Draf Ruu Kuhap Sebut Jaksa Tak Bisa Usut Korupsi, Dpr Beri Penjelasan

Sedang Trending 11 jam yang lalu
ARTICLE AD BOX

Jakarta, detikai.com --

Viral di media sosial menyebut kewenangan jaksa dalam menangani kasus korupsi dilemahkan. Berdasarkan draf Rancangan Undang-undang Kitab Undang-undang Hukum Acara Pidana (RUU KUHAP), jaksa hanya diberi kewenangan menangani pelanggaran Hak Asasi Manusia (HAM) berat.

Aturan tersebut tertuang dalam Pasal 6 draf RUU KUHAP tentang penyidik. Pasal itu menjelaskan kategori interogator ialah sebagai berikut.

ADVERTISEMENT

SCROLL TO CONTINUE WITH CONTENT

(1) Penyidik terdiri atas:
a. Penyidik Polri;
b. PPNS; dan
c. Penyidik Tertentu.

(2) Penyidik Polri sebagaimana dimaksud pada ayat (1) huruf a merupakan interogator utama nan diberi kewenangan untuk melakukan investigasi terhadap semua tindak pidana sesuai dengan ketentuan Undang-undang.

(3) Ketentuan mengenai syarat kepangkatan, pendidikan dan pelatihan, serta sertifikasi bagi pejabat nan dapat melakukan investigasi sebagaimana dimaksud pada ayat (1) diatur sesuai dengan ketentuan peraturan perundang-undangan.

Adapun nan dimaksud Penyidik Tertentu adalah Penyidik Komisi Pemberantasan Tindak Pidana Korupsi, Penyidik perwira Tentara Nasional Indonesia Angkatan Laut nan mempunyai kewenangan melakukan investigasi sesuai dengan ketentuan perundang-undangan di bagian perikanan, kelautan, dan pelayaran pada wilayah area ekonomi eksklusif dan Jaksa dalam tindak pidana pelanggaran kewenangan asasi manusia berat.

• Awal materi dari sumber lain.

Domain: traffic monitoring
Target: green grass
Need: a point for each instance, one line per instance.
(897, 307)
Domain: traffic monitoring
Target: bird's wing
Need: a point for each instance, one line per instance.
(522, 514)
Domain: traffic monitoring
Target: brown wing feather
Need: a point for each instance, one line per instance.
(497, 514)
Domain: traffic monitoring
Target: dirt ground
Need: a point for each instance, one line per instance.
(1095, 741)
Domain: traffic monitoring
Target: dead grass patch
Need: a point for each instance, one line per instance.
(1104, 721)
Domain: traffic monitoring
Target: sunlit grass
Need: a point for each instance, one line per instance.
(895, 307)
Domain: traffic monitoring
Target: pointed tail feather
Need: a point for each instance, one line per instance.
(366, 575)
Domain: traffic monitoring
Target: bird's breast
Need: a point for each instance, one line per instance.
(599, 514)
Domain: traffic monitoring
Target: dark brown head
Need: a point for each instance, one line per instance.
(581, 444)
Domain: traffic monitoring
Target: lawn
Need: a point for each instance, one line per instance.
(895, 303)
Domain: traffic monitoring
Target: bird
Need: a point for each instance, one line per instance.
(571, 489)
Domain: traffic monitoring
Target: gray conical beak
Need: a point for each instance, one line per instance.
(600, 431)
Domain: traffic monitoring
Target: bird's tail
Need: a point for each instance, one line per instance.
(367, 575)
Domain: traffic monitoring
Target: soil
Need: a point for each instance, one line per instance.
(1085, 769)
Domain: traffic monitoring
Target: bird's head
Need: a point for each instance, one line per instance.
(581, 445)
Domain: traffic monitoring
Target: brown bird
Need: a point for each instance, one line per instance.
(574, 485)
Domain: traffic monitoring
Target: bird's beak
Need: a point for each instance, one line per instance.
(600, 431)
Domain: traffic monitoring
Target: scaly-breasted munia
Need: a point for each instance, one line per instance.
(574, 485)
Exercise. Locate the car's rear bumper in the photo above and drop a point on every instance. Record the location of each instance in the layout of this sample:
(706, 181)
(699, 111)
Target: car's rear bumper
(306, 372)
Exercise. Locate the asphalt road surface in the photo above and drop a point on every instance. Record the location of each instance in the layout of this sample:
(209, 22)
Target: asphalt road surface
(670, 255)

Ketua Komisi III DPR RI Habiburokhman menjelaskan patokan tersebut belum final dan sudah diubah seiring pembahasan RUU KUHAP.

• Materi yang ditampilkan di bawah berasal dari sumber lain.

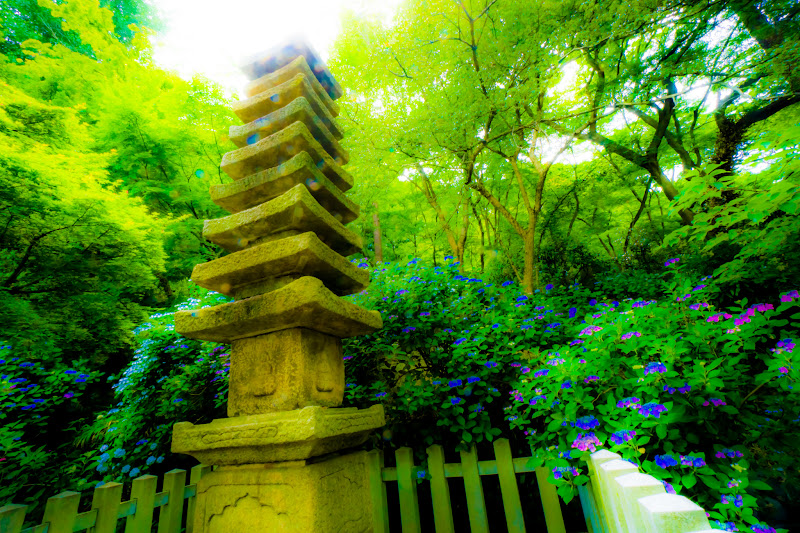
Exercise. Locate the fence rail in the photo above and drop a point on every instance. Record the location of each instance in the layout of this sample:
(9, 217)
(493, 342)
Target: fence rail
(470, 469)
(621, 499)
(617, 499)
(61, 512)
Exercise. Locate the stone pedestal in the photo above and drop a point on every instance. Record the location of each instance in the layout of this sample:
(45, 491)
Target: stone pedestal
(281, 456)
(328, 495)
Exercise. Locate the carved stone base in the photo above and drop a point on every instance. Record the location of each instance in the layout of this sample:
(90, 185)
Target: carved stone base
(283, 436)
(329, 496)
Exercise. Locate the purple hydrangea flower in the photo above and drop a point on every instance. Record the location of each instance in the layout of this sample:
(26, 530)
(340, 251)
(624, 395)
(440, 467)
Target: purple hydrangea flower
(666, 461)
(622, 436)
(586, 422)
(655, 368)
(587, 442)
(559, 471)
(631, 401)
(652, 409)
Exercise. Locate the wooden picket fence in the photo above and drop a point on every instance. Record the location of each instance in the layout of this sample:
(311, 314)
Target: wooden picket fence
(61, 512)
(618, 498)
(470, 469)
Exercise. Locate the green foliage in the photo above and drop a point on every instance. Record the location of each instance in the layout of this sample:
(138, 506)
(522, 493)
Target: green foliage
(460, 361)
(171, 379)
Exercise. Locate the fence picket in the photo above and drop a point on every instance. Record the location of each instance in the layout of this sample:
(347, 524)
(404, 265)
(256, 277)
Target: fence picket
(377, 489)
(12, 517)
(197, 472)
(407, 487)
(631, 488)
(476, 505)
(61, 511)
(440, 491)
(170, 514)
(590, 509)
(608, 472)
(596, 459)
(550, 503)
(508, 486)
(106, 502)
(143, 493)
(670, 513)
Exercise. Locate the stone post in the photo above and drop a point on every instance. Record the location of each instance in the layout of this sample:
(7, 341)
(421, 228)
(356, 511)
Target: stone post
(281, 456)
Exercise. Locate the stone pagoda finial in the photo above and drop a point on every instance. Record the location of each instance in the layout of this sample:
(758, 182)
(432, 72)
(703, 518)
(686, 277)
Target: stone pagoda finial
(279, 454)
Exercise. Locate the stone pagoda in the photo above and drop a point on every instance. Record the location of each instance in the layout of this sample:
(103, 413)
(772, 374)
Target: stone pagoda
(281, 456)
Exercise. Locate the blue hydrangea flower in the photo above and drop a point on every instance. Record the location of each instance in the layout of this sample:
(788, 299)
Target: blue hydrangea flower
(652, 409)
(655, 368)
(665, 461)
(622, 436)
(587, 422)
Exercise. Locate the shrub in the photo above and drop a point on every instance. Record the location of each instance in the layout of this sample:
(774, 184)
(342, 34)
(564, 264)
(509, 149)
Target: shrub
(701, 398)
(39, 396)
(171, 379)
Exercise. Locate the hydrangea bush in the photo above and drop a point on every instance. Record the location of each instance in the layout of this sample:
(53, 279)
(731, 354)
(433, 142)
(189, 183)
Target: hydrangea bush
(702, 398)
(38, 396)
(171, 379)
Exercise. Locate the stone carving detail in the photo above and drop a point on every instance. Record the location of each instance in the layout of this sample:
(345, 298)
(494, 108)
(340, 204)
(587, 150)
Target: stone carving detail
(287, 271)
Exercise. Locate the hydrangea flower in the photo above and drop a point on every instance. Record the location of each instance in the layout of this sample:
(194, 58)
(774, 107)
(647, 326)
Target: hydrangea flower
(655, 368)
(587, 442)
(622, 436)
(586, 422)
(559, 471)
(631, 401)
(665, 461)
(715, 401)
(590, 330)
(652, 409)
(695, 462)
(727, 452)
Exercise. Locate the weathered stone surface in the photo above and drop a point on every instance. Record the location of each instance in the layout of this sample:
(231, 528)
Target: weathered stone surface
(273, 99)
(280, 56)
(298, 110)
(330, 496)
(278, 149)
(291, 213)
(299, 65)
(285, 370)
(303, 303)
(281, 436)
(242, 273)
(264, 186)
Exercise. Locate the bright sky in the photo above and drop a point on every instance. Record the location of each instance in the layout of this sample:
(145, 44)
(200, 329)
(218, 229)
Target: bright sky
(213, 38)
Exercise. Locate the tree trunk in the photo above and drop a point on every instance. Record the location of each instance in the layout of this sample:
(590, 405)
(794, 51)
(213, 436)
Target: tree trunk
(377, 235)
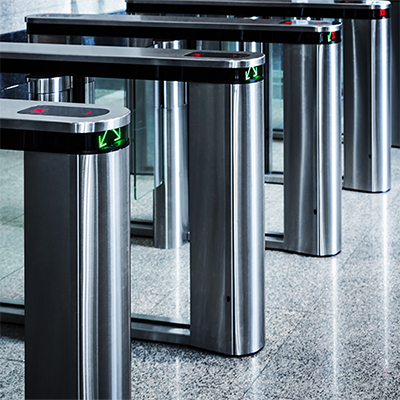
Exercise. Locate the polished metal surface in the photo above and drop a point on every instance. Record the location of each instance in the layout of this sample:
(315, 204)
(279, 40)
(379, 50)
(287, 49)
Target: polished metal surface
(50, 88)
(171, 198)
(226, 183)
(122, 55)
(9, 118)
(312, 152)
(395, 77)
(367, 105)
(77, 258)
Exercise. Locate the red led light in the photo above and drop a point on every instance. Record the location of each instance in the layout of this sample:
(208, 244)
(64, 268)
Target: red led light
(39, 110)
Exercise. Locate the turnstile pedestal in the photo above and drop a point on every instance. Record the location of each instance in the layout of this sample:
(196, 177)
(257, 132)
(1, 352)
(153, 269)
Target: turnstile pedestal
(226, 205)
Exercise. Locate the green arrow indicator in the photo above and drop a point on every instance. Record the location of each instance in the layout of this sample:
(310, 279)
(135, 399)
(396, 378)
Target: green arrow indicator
(117, 133)
(102, 140)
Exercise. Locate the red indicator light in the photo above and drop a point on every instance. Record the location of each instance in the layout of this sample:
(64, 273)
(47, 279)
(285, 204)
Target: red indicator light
(39, 110)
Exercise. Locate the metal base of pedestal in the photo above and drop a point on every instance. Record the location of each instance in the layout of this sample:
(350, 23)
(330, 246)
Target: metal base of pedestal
(77, 276)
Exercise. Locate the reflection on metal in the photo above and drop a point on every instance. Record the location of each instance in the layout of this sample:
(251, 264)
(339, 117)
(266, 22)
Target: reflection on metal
(395, 77)
(160, 329)
(312, 162)
(171, 198)
(367, 105)
(142, 228)
(226, 152)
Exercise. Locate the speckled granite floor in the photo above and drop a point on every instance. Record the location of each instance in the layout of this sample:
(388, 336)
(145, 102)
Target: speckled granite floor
(332, 324)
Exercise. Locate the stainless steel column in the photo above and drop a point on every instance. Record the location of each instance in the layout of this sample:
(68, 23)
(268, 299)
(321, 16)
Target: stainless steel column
(367, 105)
(50, 88)
(77, 266)
(226, 180)
(171, 198)
(312, 162)
(77, 283)
(395, 71)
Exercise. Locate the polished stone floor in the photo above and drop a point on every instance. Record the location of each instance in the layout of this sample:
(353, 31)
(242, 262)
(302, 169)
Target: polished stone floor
(332, 324)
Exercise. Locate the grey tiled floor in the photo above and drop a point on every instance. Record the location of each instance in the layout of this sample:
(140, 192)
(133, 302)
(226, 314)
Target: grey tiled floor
(332, 324)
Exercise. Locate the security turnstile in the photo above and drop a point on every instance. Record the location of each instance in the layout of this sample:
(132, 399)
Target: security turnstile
(77, 247)
(367, 101)
(395, 11)
(312, 215)
(227, 251)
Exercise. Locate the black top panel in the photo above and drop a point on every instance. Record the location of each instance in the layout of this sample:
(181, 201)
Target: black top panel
(243, 34)
(270, 9)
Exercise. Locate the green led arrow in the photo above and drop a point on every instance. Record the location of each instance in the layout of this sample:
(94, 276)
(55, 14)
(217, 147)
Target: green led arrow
(251, 71)
(102, 140)
(118, 134)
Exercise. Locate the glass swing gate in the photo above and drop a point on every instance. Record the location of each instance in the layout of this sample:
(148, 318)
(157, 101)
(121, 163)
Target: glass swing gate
(248, 220)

"Saya memandang bahwa draf tersebut sepertinya bukan hasil nan terakhir," kata Habiburokhman kepada CNNIndonesia.com melalui pesan tertulis, Minggu (16/3).

Kata dia, dalam draf terakhir tertulis nan dimaksud Penyidik Tertentu misalnya Penyidik Tertentu Komisi Pemberantasan Tindak Pidana Korupsi (KPK), Penyidik Tertentu Kejaksaan dan Penyidik Tertentu Otoritas Jasa Keuangan.

Ia menjelaskan RUU KUHAP tidak mengatur tentang kewenangan lembaga dalam memeriksa alias menyidik suatu tindak pidana jenis tertentu. KUHAP, terang dia, menjadi pedoman dalam proses pidana bukan mengatur tentang kewenangan terhadap tindak pidana tertentu nan diatur dalam Undang-undang di luar KUHP alias KUHAP.

"Draf RUU KUHAP juga tidak mencabut Undang-undang di luar alias materiel mana pun sepanjang tidak mengatur aktivitas pidana nan diatur dalam KUHAP," imbuhnya.

Politikus asal Partai Gerindra ini mengatakan pengaturan mengenai Penyidik Polri, PPNS dan Penyidik Tertentu dalam RUU KUHAP dimaksudkan agar dalam pelaksanaannya masing-masing mempunyai kegunaan koordinasi dan pengawasan sebagaimana diatur dalam Undang-undang.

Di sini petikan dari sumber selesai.